2022-05-10T07:52:45.327Z [WARN]  agent: grpc: addrConn.createTransport failed to connect to {hiddenname-consul-10.14.35.123:8300 0 consul-server-0 <nil>}. Err :connection error: desc = "transport: Error while dialing dial tcp <nil>->10.14.35.123:8300: operation was canceled". Reconnecting...
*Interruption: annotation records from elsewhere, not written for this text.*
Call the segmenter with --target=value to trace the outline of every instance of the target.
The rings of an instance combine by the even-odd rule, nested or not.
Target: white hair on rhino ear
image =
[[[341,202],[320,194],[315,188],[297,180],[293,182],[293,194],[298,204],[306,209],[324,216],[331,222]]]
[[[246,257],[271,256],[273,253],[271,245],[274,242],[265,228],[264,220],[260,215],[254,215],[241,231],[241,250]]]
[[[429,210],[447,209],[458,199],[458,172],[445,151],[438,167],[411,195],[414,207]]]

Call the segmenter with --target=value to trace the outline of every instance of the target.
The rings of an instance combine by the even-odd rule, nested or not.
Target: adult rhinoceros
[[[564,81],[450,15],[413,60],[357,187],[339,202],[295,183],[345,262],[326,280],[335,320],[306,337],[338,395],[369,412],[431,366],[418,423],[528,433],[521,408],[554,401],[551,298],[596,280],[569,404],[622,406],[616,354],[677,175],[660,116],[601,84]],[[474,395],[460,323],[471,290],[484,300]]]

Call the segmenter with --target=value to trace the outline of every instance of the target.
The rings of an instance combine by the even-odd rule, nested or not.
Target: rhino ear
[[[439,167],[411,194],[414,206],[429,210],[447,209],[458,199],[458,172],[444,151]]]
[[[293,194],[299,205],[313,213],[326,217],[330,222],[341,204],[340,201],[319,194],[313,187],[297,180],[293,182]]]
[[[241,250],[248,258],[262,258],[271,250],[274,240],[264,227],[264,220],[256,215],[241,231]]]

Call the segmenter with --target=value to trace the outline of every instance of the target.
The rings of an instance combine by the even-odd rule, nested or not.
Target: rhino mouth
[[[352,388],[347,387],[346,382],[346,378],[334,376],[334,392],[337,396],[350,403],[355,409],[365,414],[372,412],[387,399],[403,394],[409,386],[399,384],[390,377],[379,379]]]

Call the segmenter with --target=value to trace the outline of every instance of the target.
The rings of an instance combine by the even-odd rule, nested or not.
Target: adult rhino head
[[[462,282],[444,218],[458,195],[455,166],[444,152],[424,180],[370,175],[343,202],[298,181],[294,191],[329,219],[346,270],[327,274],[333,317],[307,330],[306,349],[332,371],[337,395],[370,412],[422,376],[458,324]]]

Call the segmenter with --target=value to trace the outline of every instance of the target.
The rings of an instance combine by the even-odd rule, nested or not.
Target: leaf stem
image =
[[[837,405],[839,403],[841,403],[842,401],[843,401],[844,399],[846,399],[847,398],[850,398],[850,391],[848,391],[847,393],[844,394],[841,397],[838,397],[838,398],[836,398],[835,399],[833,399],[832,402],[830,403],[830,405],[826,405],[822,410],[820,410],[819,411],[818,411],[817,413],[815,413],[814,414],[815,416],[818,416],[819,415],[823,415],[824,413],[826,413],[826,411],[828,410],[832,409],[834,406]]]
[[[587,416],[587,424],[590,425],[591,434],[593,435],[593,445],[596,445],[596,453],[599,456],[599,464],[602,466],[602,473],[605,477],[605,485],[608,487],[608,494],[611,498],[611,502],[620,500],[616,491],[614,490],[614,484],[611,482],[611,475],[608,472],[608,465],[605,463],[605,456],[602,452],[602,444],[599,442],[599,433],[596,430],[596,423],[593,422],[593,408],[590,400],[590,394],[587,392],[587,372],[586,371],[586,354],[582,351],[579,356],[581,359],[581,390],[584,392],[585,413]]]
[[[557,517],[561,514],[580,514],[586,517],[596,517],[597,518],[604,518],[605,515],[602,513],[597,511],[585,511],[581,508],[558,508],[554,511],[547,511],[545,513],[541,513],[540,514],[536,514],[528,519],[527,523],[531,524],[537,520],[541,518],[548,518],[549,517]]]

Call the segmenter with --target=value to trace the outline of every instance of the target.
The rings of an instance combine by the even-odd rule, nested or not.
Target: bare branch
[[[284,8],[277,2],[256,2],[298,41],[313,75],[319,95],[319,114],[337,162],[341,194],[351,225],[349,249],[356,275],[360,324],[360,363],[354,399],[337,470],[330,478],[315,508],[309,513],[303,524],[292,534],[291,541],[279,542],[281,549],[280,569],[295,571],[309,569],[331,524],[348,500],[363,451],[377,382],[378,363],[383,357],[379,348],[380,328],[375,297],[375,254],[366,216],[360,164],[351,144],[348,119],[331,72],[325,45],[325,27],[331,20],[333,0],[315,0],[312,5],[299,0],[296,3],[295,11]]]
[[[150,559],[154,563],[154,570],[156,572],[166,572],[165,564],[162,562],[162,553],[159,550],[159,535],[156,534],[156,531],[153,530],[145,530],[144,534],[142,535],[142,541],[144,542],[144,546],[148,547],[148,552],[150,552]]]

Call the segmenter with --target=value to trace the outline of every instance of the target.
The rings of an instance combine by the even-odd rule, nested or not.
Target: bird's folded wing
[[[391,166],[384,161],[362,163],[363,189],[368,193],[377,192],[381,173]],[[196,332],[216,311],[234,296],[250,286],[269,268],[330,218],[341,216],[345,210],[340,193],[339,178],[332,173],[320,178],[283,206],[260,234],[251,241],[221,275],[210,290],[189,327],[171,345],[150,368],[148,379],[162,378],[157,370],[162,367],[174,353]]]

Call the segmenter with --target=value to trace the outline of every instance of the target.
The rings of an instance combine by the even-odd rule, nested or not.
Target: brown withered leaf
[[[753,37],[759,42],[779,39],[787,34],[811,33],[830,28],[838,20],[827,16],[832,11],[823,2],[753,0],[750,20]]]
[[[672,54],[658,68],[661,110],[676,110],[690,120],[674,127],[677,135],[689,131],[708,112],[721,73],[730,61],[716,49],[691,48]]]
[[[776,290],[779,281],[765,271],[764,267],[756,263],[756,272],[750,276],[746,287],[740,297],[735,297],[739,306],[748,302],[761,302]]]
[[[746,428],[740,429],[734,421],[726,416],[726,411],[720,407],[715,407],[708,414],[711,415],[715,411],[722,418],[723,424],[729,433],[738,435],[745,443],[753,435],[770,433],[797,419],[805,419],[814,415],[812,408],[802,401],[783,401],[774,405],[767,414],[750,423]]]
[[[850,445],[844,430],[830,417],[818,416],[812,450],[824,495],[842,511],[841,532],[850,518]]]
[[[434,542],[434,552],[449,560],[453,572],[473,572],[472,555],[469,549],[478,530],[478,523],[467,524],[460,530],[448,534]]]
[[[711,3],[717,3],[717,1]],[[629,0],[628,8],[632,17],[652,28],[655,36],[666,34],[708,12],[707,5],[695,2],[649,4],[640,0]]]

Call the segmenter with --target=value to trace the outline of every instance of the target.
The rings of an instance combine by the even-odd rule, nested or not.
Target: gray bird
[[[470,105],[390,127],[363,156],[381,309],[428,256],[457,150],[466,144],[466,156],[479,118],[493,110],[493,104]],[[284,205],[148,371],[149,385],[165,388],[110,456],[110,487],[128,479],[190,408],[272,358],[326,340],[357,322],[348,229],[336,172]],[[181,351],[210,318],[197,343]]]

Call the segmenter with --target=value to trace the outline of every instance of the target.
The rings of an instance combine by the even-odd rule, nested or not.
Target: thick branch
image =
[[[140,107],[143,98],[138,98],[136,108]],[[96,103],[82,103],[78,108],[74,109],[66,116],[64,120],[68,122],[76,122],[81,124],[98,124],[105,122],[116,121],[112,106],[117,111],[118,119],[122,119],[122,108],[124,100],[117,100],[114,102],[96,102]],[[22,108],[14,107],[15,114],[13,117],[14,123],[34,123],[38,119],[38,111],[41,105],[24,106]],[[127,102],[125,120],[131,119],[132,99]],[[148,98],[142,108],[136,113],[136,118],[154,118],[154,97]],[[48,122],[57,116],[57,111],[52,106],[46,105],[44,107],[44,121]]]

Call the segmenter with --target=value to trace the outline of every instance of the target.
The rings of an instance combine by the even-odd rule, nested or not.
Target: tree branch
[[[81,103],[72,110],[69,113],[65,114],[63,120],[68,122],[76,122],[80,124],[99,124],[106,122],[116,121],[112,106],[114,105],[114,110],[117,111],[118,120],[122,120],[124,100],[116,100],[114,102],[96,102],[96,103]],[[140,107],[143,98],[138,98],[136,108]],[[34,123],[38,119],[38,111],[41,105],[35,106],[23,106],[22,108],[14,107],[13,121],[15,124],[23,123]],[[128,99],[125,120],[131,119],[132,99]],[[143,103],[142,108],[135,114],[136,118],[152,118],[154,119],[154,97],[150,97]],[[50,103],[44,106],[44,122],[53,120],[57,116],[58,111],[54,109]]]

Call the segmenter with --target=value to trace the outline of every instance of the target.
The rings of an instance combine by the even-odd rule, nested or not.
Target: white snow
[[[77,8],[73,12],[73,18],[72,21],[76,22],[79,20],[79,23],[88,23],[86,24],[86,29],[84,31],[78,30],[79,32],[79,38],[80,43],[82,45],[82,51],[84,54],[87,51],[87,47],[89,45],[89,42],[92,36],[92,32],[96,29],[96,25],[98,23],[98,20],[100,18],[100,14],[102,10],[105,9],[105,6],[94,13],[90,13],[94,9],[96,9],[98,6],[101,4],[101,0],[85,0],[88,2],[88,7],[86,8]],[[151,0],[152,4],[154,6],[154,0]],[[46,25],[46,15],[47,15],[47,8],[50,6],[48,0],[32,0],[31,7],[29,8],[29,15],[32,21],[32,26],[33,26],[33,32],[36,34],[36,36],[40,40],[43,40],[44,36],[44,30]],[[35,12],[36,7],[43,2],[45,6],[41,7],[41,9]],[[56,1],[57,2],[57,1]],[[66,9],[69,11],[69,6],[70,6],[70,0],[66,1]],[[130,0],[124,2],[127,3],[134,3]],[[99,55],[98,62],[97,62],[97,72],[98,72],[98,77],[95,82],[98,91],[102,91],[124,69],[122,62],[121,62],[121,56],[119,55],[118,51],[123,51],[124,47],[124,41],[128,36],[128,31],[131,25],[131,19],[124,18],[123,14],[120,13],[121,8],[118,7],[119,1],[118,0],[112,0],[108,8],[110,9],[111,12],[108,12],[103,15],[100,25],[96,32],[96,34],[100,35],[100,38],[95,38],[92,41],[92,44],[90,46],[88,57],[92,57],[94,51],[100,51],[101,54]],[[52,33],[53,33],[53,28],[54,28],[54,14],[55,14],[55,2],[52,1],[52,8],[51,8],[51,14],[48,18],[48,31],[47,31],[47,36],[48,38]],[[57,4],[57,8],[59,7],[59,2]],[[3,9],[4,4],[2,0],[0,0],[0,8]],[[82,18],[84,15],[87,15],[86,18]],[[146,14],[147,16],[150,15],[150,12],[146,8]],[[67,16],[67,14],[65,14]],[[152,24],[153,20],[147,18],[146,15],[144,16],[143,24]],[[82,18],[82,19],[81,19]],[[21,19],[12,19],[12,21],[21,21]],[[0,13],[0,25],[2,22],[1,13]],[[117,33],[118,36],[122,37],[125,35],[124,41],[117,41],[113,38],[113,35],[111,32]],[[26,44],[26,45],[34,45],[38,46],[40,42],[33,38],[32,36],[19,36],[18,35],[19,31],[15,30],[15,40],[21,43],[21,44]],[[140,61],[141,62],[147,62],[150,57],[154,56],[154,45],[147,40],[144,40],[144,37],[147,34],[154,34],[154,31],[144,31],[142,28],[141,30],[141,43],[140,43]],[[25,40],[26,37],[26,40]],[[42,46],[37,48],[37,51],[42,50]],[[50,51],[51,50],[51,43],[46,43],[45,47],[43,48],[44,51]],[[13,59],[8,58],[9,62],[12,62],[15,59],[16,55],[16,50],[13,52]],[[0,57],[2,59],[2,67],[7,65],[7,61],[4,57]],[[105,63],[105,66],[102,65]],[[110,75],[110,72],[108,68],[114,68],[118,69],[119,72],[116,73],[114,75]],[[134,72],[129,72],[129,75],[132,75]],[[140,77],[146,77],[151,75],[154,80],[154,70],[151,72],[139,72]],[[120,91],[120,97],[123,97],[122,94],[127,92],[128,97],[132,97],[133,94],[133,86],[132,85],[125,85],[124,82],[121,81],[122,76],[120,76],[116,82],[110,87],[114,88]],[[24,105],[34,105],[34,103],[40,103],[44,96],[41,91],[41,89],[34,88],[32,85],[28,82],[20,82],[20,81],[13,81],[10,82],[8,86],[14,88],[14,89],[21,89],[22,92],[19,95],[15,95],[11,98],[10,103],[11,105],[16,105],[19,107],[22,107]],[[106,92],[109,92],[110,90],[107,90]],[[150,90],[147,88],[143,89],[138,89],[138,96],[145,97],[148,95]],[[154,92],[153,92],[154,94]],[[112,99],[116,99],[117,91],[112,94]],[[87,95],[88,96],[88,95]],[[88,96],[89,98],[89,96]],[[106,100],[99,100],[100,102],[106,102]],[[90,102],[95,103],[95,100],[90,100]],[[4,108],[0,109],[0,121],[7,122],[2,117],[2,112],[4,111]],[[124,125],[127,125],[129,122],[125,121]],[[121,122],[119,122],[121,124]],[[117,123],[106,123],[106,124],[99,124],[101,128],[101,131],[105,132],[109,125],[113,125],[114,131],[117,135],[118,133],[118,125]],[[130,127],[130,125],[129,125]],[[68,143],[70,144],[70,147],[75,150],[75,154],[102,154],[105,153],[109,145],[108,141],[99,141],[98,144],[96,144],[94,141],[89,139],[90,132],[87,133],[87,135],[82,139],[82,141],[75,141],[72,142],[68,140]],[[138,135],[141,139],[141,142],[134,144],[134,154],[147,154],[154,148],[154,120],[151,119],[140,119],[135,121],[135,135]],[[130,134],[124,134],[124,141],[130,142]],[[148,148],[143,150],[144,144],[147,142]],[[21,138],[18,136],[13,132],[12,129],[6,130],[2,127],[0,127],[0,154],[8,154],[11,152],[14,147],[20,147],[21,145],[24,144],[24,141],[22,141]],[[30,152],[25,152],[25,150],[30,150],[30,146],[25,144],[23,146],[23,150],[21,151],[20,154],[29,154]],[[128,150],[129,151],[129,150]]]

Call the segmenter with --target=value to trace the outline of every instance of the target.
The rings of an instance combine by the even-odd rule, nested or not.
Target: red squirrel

Following the ERROR logs of one of the consul-server pods:

$ k logs consul-server-0 -f | grep ERROR
2022-05-10T06:53:17.551Z [ERROR] agent.http: Request error: method=GET url=/v1/agent/metrics from=10.14.37.183:57698 error="Permission denied"
2022-05-10T06:53:47.551Z [ERROR] agent.http: Request error: method=GET url=/v1/agent/metrics from=10.14.37.183:57698 error="Permission denied"
2022-05-10T06:54:08.456Z [ERROR] agent.server.memberlist.lan: memberlist: Failed fallback ping: read tcp 10.14.35.123:36692->10.14.36.140:8301: i/o timeout
2022-05-10T06:54:17.551Z [ERROR] agent.http: Request error: method=GET url=/v1/agent/metrics from=10.14.37.183:57698 error="Permission denied"
2022-05-10T06:56:17.551Z [ERROR] agent.http: Request error: method=GET url=/v1/agent/metrics from=10.14.37.183:57698 error="Permission denied"
2022-05-10T06:56:30.457Z [ERROR] agent.server.memberlist.lan: memberlist: Failed fallback ping: read tcp 10.14.35.123:40958->10.14.37.101:8301: i/o timeout
2022-05-10T06:56:30.725Z [ERROR] agent.server.rpc: multiplex conn accept failed: conn=from=10.14.37.101:36478 error="read tcp 10.14.35.123:8300->10.14.37.101:36478: read: connection reset by peer"
2022-05-10T06:56:47.550Z [ERROR] agent.http: Request error: method=GET url=/v1/agent/metrics from=10.14.37.183:57698 error="Permission denied"
2022-05-10T07:03:17.551Z [ERROR] agent.http: Request error: method=GET url=/v1/agent/metrics from=10.14.37.183:57698 error="Permission denied"
2022-05-10T07:03:26.455Z [ERROR] agent.server.memberlist.lan: memberlist: Failed fallback ping: read tcp 10.14.35.123:47460->10.14.37.101:8301: i/o timeout
2022-05-10T07:03:47.550Z [ERROR] agent.http: Request error: method=GET url=/v1/agent/metrics from=10.14.37.183:57698 error="Permission denied"
2022-05-10T07:04:06.456Z [ERROR] agent.server.memberlist.lan: memberlist: Failed fallback ping: read tcp 10.14.35.123:45946->10.14.36.140:8301: i/o timeout
2022-05-10T07:04:17.550Z [ERROR] agent.http: Request error: method=GET url=/v1/agent/metrics from=10.14.37.183:57698 error="Permission denied"
2022-05-10T07:17:17.551Z [ERROR] agent.http: Request error: method=GET url=/v1/agent/metrics from=10.14.37.183:57698 error="Permission denied"
2022-05-10T07:17:40.025Z [ERROR] agent.server.memberlist.lan: memberlist: Received invalid msgType (71) from=10.14.35.123:38254
2022-05-10T07:17:47.551Z [ERROR] agent.http: Request error: method=GET url=/v1/agent/metrics from=10.14.37.183:57698 error="Permission denied"
2022-05-10T07:17:54.590Z [ERROR] agent.server.memberlist.lan: memberlist: Received invalid msgType (71) from=10.14.35.123:38438
2022-05-10T07:18:17.551Z [ERROR] agent.http: Request error: method=GET url=/v1/agent/metrics from=10.14.37.183:57698 error="Permission denied"
2022-05-10T07:49:17.551Z [ERROR] agent.http: Request error: method=GET url=/v1/agent/metrics from=10.14.37.183:57698 error="Permission denied"
2022-05-10T07:49:25.318Z [ERROR] agent.server.rpc: Problem peeking connection: conn=from=10.14.35.170:60444 err=EOF

Seemed that there were no communication between agent and server pods.

Thanks in advance.

Apparently that warning is expected, according to New WARN in 1.10.0 caused by shuffling the servers in the gRPC ClientConn pool · Issue #10603 · hashicorp/consul · GitHub

Yes indeed. You’d better investigate/fix that next. Not having access to your network, I have nothing more I can usefully say.

Thanks maxb.

Yes, in a deeper investigation we’ve got to the same conclusion about that message, so we are again stuck.